Introducing EUCANCan’s Genomic Benchmarking Tool

One goal of EUCANCan is to enable the sharing of genomic data within and across institutions in Europe and Canada. In order to effectively and accurately compare data on mutations of the genome, different institutions must harmonize their variant calling strategies and how they structure the results of their variant calling pipelines. Aiding this process is the rationale of the Variant Call Format (VCF) benchmarking tool.

The VCF benchmarking tool is developed as part of EUCANCan’s Work Package 2 (Genome analysis pipelines to support the therapeutic decision), led by Dr Philippe Hupé of Institut Curie in Paris, France. The tool is the result of a collaboration between Institut Curie, Hartwig Medical Foundation in Amsterdam, the Netherlands, German Cancer Research Center  (DKFZ ) in Heidelberg, Germany and EUCANCan’s coordinating institute, Barcelona Supercomputing Center, Spain.

The EUCANCan communications team recently met with Tom Gutman of Institut Curie, a member of the VCF benchmarking tool working group, to learn more about the tool.

“This is a powerful tool that can help EUCANCan’s partners to improve their variant calling performances. Other genomic benchmarking tools exists out there, but most are limited to specific types of variants or variant calling tools. Our tool enables the analyses of results of a wide range of variant calling methods and variant types,” explains Tom Gutman.

The tool has been specifically designed for EUCANCan. The team behind the tool has been holding weekly meetings since early 2020, spending Thursday mornings together (virtually) to develop, test, and refine the tool.

Harmonize the variant calling strategies of EUCANCan’s partners

In order to harmonize the variant calling strategies, the first step is to streamline the way EUCANcan centers use bioinformatics tools with geniac, the second step is to homogenize with the VCF benchmarking tool the output such as lists of mutations in a specific sample set, of different tools.

In developing the tool, the working group asked several of EUCANCan’s partners to analyze the same private data sets, using their current tools. Their results were later analyzed and compared. The initial result of this work shows that there are small discrepancies in the partners’ ability to correctly detect small-sized mutations but that their capacity to discovered and classify medium- and large-sized mutations differ. Beyond visualizing the differences in the partners’ results, the VCF tool will also provide recommendations to each user for improving their results. This latter part is still under development.

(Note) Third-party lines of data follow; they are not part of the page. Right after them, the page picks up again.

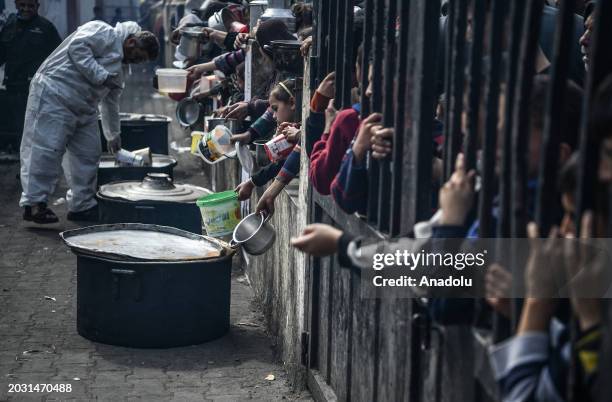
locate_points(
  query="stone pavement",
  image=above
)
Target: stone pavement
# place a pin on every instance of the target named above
(39, 343)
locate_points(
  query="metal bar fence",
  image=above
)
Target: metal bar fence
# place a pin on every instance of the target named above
(498, 43)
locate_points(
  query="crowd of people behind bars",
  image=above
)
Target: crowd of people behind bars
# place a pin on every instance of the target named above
(535, 362)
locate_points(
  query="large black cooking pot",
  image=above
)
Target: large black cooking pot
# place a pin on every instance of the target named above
(110, 171)
(152, 303)
(154, 200)
(141, 131)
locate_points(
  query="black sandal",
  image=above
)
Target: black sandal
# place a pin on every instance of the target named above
(42, 215)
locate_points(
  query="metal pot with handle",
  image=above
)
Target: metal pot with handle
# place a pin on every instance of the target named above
(232, 124)
(254, 234)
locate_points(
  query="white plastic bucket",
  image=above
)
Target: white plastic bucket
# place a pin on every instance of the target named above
(172, 80)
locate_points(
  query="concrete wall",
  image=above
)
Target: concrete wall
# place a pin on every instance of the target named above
(56, 12)
(279, 277)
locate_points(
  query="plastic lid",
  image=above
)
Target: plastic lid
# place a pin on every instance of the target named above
(245, 157)
(217, 198)
(171, 71)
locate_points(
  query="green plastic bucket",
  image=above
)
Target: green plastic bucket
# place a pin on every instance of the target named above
(220, 213)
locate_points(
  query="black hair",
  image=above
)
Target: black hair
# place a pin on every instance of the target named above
(572, 112)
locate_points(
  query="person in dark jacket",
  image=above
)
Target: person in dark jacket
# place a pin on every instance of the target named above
(26, 41)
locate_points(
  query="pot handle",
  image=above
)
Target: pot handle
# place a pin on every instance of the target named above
(266, 217)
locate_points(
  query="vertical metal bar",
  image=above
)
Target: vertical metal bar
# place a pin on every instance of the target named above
(600, 66)
(399, 222)
(489, 148)
(554, 119)
(332, 37)
(340, 49)
(349, 65)
(424, 79)
(475, 71)
(521, 120)
(448, 82)
(454, 137)
(320, 39)
(503, 228)
(377, 75)
(368, 33)
(389, 96)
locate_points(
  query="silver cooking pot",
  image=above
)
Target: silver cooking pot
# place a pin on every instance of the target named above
(232, 124)
(254, 234)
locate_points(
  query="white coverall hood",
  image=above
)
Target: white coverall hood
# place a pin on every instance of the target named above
(62, 113)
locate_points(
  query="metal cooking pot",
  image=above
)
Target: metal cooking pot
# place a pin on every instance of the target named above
(189, 112)
(261, 157)
(154, 200)
(232, 124)
(279, 13)
(110, 171)
(254, 234)
(141, 131)
(131, 291)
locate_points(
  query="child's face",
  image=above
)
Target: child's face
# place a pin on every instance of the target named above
(370, 88)
(283, 111)
(605, 161)
(567, 224)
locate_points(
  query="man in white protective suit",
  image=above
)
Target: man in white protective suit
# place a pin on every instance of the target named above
(84, 74)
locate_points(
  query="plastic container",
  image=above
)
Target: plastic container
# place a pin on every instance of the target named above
(172, 80)
(196, 138)
(216, 146)
(278, 148)
(220, 213)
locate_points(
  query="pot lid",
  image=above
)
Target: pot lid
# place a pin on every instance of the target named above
(192, 32)
(286, 43)
(245, 157)
(142, 242)
(139, 118)
(108, 161)
(154, 187)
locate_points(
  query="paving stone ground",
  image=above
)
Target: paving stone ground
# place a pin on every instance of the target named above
(38, 338)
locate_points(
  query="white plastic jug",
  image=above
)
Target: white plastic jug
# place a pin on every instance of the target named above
(216, 146)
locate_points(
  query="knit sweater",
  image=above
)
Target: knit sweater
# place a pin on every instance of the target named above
(328, 152)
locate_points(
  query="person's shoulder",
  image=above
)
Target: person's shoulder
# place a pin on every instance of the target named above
(348, 116)
(44, 23)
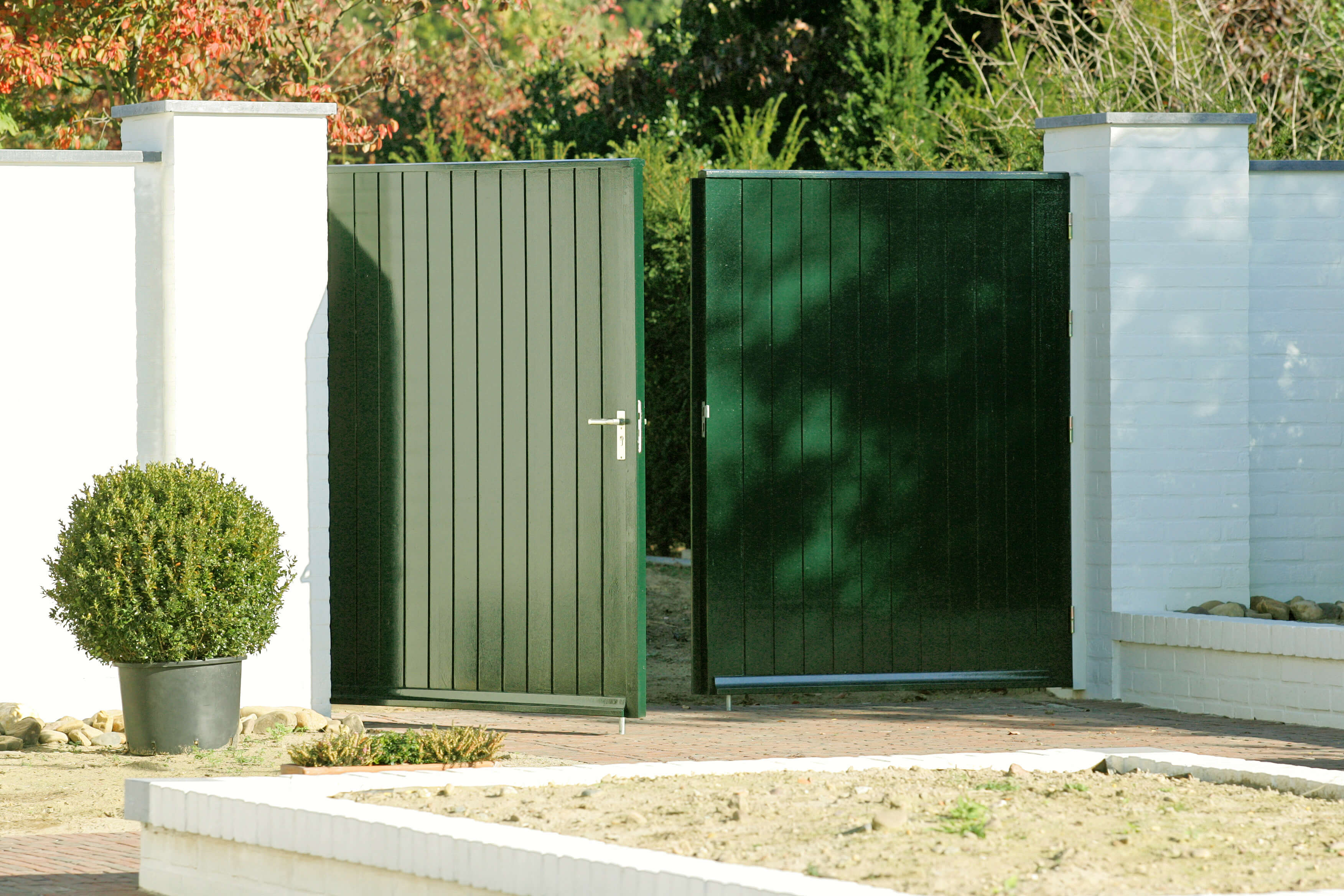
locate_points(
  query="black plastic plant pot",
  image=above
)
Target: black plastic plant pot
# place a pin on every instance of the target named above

At the time of writing, the VCF benchmarking tool is only used by the four institutions developing it. The tool will be made available to all EUCANCan partners later this year and the working group is also looking into the possibility of sharing the tool outside the consortium towards the end of the project. Around the same time, the team will share their lessons learned from developing the VCF benchmarking tool in a publication.